QUT has been named the best young university in Queensland and jumped several places internationally in the prestigious 2017 Times Higher Education (THE) Young University Rankings.
The rankings, which assess the best 200 universities 50 years old or younger in the world, measure 13 performance indicators grouped into five areas: teaching, research, citations, international outlook, and knowledge transfer.
QUT ranked 24th in the world, up four places from last year, and in the top two Australian universities included in the rankings. The University of Technology Sydney was placed first in Australia.
The results were revealed at the THE 2017 Young Universities Summit, being hosted at QUT’s Gardens Point campus.
Some 200 delegates representing institutions and businesses from more than 30 countries are attending the global gathering, which is being held in the Southern Hemisphere for the first time.
QUT Vice-Chancellor Professor Peter Coaldrake said QUT’s ranking was endorsement of the ambitious strategic plan the university was pursuing, including a focus on producing globally significant research.

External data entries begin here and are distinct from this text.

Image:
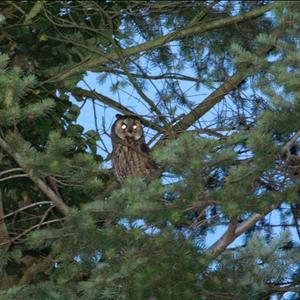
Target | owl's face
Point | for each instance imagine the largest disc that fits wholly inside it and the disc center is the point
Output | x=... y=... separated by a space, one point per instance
x=128 y=128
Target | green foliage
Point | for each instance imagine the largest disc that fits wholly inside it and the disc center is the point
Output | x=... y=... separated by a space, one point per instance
x=150 y=239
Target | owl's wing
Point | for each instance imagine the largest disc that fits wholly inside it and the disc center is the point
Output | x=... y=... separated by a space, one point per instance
x=145 y=149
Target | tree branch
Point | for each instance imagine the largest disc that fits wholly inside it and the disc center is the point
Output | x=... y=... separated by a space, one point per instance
x=48 y=192
x=98 y=60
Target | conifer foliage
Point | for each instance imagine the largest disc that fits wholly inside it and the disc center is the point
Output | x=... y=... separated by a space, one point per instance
x=216 y=84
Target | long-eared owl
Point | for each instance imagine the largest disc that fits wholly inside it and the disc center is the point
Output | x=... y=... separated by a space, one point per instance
x=130 y=156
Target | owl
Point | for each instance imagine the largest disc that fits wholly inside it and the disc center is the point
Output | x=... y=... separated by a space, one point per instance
x=130 y=156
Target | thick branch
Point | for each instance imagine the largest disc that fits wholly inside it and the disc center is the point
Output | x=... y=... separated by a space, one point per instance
x=48 y=192
x=232 y=233
x=96 y=61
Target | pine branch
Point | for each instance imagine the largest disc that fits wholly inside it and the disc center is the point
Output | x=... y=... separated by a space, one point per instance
x=229 y=85
x=94 y=62
x=48 y=192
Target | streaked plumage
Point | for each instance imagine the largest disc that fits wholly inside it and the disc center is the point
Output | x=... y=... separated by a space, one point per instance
x=130 y=156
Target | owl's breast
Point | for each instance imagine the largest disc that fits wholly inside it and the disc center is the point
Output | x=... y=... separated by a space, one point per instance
x=130 y=161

Professor Coaldrake said QUT researchers had made breakthroughs including the delivery of localised chemotherapy via a 3D printed implant containing a patient’s own cells, and COTSbot, a world-first, fully autonomous underwater robot able to detect and manage reef-destroying crown-of-thorns starfish. The university has also produced internationally regarded work in the identification and transfer of genetic plant material for the development of more nutritious or drought tolerant crops.
“For QUT and other universities in Australia the rankings are an opportunity to see how we are performing on the world stage,” he said.
“QUT’s ranking is recognition of our growing research maturity, investment in teaching and learning and strong track record in graduate employability and industry engagement, both locally and internationally.”
Times Higher Education rankings editor Phil Baty said: “Australia is one of the leading nations in this list of the world’s best young universities, claiming 23 of the top 200 places; it trails only the UK on quantity.
"Australia’s great strength in depth and claim of high positions in the table will serve it well in the table in the years to come."
Professor Coaldrake said in the face of massive disruption from emerging technologies, universities needed to position themselves to play a leading role as economies and societies faced the challenges of tomorrow.
“In an environment of rapid transformation it is essential not only to engage effectively with the issues that will define our future but also to recognise the opportunities therein,” he said.
“With our emphasis on industry connections, entrepreneurship, and research areas such as robotics that will be vital in the digital economy, QUT is well placed to lead, adapt and continue thriving.”